The findings were “absurdly good,” as Kadonaga puts them. So good, in fact, that they developed a related machine learning model as a new way to classify TATA box sequences.They tested the latest models with thousands of test cases in which the findings of the TATA box and DPR were already known and found that, according to Kadonaga, the predictive capacity was “incredible.”
These findings specifically demonstrated the DPR motif ‘s presence in human genes. In comparison, it indicates that the degree of incidence of the DPR is similar to that of the TATA box. Moreover, an interesting duality between the DPR and TATA was found.DPR sequences are missing in genes which are triggered with TATA box sequences, and vice versa.
Kadonaga claims it was easy to locate the six bases in the TATA box sequence. Cracking the coding for DPR at 19 bases has become even more difficult.
“It was not possible to locate the DPR because it has no visible sequence structure,” Kadonaga said. “In the DNA chain, there is secret information encrypted that makes it an active part in DPR. The machine learning model can decode the message, but we humans can not.”
In the future, the more use of artificial intelligence to study DNA sequence patterns could expand the capacity of researchers to understand and monitor the activation of genes in human cells. It is possible that this expertise will be useful in biotechnology and biomedical sciences, Kadonaga said.
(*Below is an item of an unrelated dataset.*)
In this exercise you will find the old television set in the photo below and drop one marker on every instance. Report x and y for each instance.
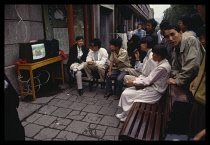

“It is likely that similar artificial intelligence methods would be useful for studying other significant DNA sequence motifs in the same way that machine learning allowed us to classify the DPR,” said Kadonaga. “A lot of unanswered stuff could be explainable now.”
This research was sponsored in National Institutes of Health by the National Institution of General Medical Sciences (NIGMS).
Source of Story: University of California-San Diego offered supplies. Initial composed by Mario Aguilera. Note: For style and length, material can be edited.